Article Text

UG4 The predictive value of triage questionnaires in a sexual health clinic
  1. Rebecca Coles1,
  2. Aseel Hegazi2,
  3. Katia Prime2
  1. 1St George’s University of London, London, UK
  2. 2St George’s University NHS Foundation Trust, London, UK


Introduction To assess the effectiveness of self-completed triage forms in eliciting symptomatic status and predicting subsequent diagnoses.

Methods Consecutive patients attending a GUM clinic 3/10/16–7/10/16. Data from self-completed patient triage forms were extracted and correlated with clinician findings documented in electronic patient records at the visit. Fisher’s Exact was used to calculate association.
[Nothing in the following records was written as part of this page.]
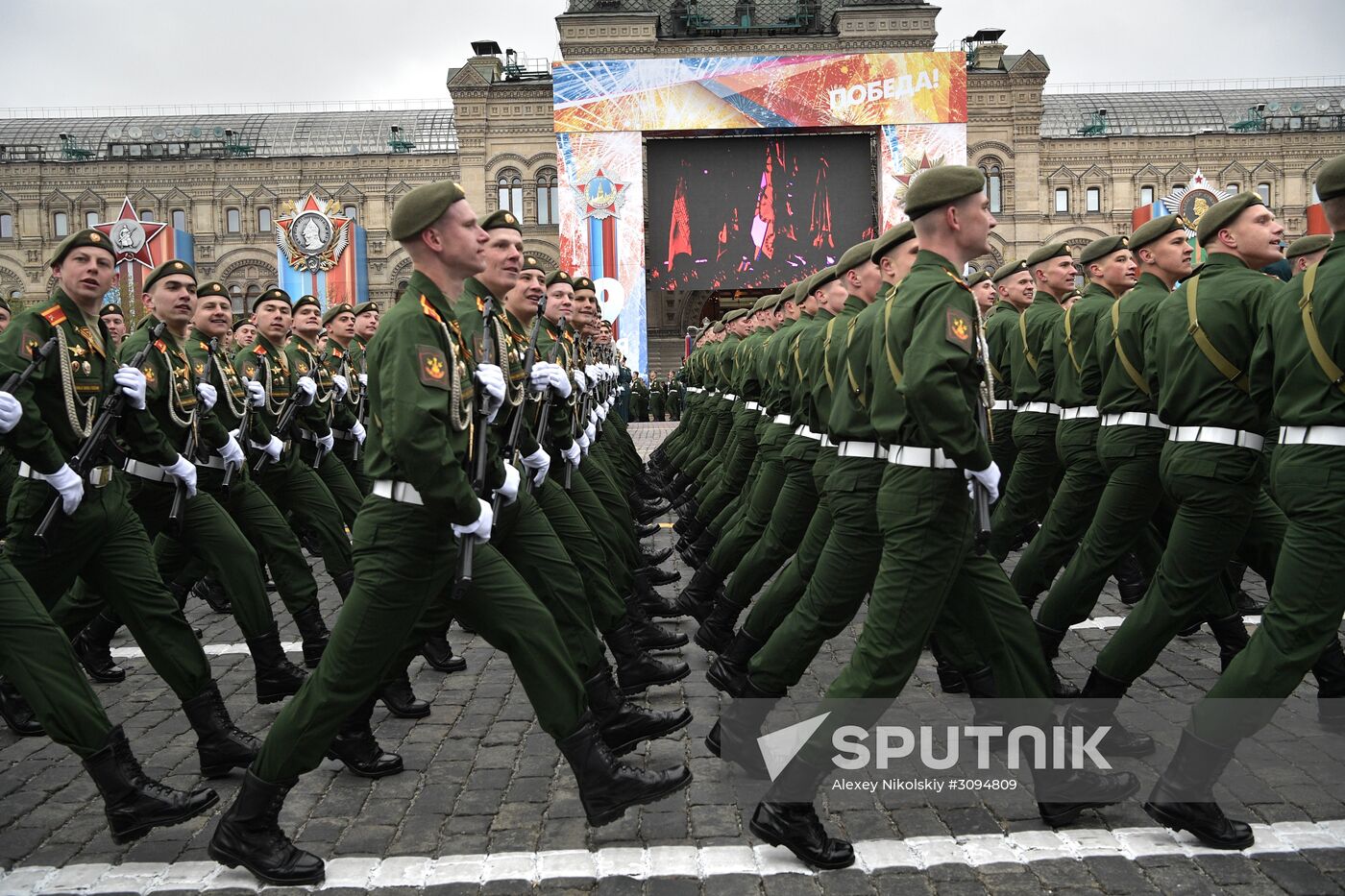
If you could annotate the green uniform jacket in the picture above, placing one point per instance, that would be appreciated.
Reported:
(932, 343)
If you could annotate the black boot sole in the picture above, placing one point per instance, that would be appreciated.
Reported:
(1166, 819)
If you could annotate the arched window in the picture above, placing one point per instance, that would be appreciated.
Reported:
(510, 191)
(548, 197)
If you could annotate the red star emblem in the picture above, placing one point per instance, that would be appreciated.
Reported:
(130, 235)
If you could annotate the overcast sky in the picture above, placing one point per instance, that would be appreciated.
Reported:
(184, 51)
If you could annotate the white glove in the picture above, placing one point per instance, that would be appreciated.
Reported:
(132, 383)
(480, 527)
(10, 412)
(989, 478)
(572, 453)
(538, 463)
(232, 452)
(272, 448)
(306, 389)
(69, 486)
(256, 393)
(208, 396)
(183, 472)
(491, 379)
(508, 490)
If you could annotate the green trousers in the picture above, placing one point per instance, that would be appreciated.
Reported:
(36, 657)
(405, 561)
(787, 590)
(1305, 603)
(1122, 523)
(1221, 513)
(1035, 473)
(299, 492)
(105, 544)
(1071, 509)
(840, 583)
(794, 509)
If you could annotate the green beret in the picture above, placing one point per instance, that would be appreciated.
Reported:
(421, 207)
(171, 267)
(1331, 180)
(891, 240)
(1152, 230)
(86, 237)
(942, 186)
(854, 255)
(1009, 269)
(1221, 214)
(1305, 245)
(272, 295)
(1102, 248)
(336, 309)
(501, 218)
(1046, 254)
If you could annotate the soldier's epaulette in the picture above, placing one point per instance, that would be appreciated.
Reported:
(54, 315)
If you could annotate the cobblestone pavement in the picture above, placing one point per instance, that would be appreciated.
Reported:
(487, 805)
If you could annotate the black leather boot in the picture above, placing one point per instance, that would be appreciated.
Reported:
(93, 648)
(1096, 707)
(729, 670)
(440, 655)
(635, 668)
(221, 745)
(276, 675)
(17, 714)
(797, 829)
(1231, 634)
(356, 747)
(134, 802)
(624, 724)
(313, 633)
(1184, 797)
(249, 835)
(1130, 580)
(1051, 640)
(607, 786)
(401, 700)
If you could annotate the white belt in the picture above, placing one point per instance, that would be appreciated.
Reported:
(911, 456)
(151, 472)
(393, 490)
(1217, 436)
(861, 449)
(98, 476)
(1311, 436)
(1133, 419)
(1079, 413)
(1039, 408)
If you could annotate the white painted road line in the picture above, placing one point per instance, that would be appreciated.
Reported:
(915, 853)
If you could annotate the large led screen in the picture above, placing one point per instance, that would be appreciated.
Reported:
(755, 213)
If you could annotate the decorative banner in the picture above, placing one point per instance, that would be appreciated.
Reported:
(320, 254)
(760, 91)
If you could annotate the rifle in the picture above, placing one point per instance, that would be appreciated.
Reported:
(464, 556)
(100, 432)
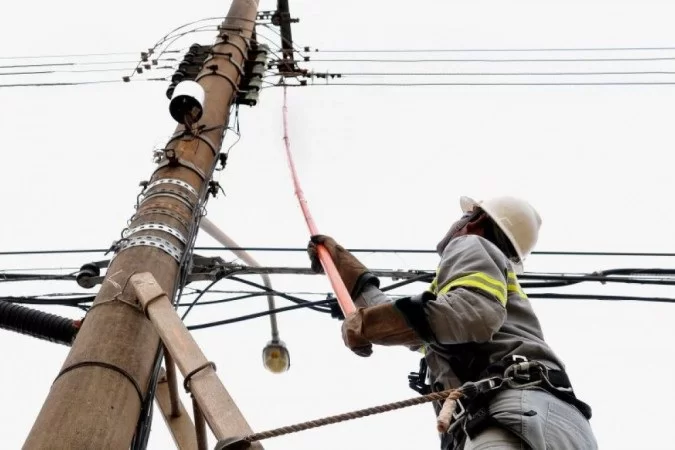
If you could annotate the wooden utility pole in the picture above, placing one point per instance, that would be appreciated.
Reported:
(95, 400)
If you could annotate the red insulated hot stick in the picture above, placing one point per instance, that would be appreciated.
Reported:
(339, 288)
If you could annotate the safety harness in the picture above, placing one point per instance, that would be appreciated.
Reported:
(472, 415)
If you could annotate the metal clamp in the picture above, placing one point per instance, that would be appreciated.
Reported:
(177, 195)
(161, 210)
(227, 55)
(189, 135)
(215, 72)
(150, 241)
(180, 162)
(154, 226)
(175, 182)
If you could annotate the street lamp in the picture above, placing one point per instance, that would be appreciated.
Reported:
(276, 357)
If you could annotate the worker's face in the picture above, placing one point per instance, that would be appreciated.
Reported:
(470, 223)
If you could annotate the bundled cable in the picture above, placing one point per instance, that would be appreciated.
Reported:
(39, 324)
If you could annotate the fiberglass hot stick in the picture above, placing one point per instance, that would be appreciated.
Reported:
(343, 297)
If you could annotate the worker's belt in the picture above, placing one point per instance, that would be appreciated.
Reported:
(472, 415)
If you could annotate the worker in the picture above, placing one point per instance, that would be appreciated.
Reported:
(473, 323)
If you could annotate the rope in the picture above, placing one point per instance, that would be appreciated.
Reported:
(450, 393)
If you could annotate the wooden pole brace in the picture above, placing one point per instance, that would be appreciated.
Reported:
(219, 409)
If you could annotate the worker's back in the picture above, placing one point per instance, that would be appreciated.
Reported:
(519, 335)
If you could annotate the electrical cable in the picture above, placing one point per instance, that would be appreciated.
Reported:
(459, 74)
(353, 250)
(333, 301)
(309, 305)
(279, 294)
(491, 60)
(604, 83)
(201, 294)
(461, 50)
(75, 83)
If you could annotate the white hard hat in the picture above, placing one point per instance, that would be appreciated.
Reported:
(519, 221)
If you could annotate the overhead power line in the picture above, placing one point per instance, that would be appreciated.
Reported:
(602, 83)
(448, 73)
(460, 50)
(353, 250)
(75, 83)
(491, 60)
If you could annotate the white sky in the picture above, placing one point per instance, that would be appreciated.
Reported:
(381, 167)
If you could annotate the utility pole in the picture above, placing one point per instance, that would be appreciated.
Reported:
(95, 400)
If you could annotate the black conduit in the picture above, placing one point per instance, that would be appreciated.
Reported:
(36, 323)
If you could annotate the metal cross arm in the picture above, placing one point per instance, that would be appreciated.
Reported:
(215, 403)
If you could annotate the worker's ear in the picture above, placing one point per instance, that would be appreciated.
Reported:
(477, 224)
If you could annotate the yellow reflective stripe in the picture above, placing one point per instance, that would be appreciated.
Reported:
(514, 286)
(433, 287)
(516, 289)
(480, 281)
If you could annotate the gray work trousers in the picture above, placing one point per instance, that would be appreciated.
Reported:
(533, 419)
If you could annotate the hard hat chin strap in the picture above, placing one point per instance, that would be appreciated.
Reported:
(495, 235)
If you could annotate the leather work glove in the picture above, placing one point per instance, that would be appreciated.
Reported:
(353, 273)
(382, 324)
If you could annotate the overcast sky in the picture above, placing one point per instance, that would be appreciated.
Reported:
(381, 167)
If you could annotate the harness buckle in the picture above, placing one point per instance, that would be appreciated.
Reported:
(460, 410)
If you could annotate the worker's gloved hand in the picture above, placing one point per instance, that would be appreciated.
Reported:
(353, 273)
(382, 324)
(353, 337)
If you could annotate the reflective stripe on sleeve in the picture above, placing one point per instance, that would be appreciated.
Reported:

Results 339 patients were included of whom 56.6% were female. Median age was 29 years (14–84) and 86.4% identified as heterosexual (n=293). 54.6% of patients (n=185) indicated symptoms on the triage forms c.f. 58.7% (n=199) documented as symptomatic by clinicians. Clinicians and patients agreed on symptomatic status in 85.3% (289/339) of cases. 57.7% (n=71) of symptomatic women reported lower abdominal pain (LAP), inter-menstrual/post-coital bleeding (IMB/PCB) or dyspareunia on triage forms which were subsequently documented by clinicians on 66.2% (41/71) of occasions. These symptoms were not significantly associated with a diagnosis of PID, or other infections, when documented by clinicians or patients (p<0.05). Patient and clinician documented ‘change in vaginal discharge’, ‘lumps on genitals’ and ‘genital blisters or sores’ were significantly associated with candidiasis and bacterial vaginosis (p<0.05), genital warts (p<0.05), and genital herpes (p<0.05) respectively. Patient and clinician reported dysuria was significantly associated with NSU in men and UTI in women (p<0.05).

Discussion There was a high level of concordance between patients and clinicians regarding symptomatic status. Specific symptoms, when included in triage, are effective predictors of associated diagnoses with the exception of LAP, IMB/PCB and dyspareunia which appear to be non-specific.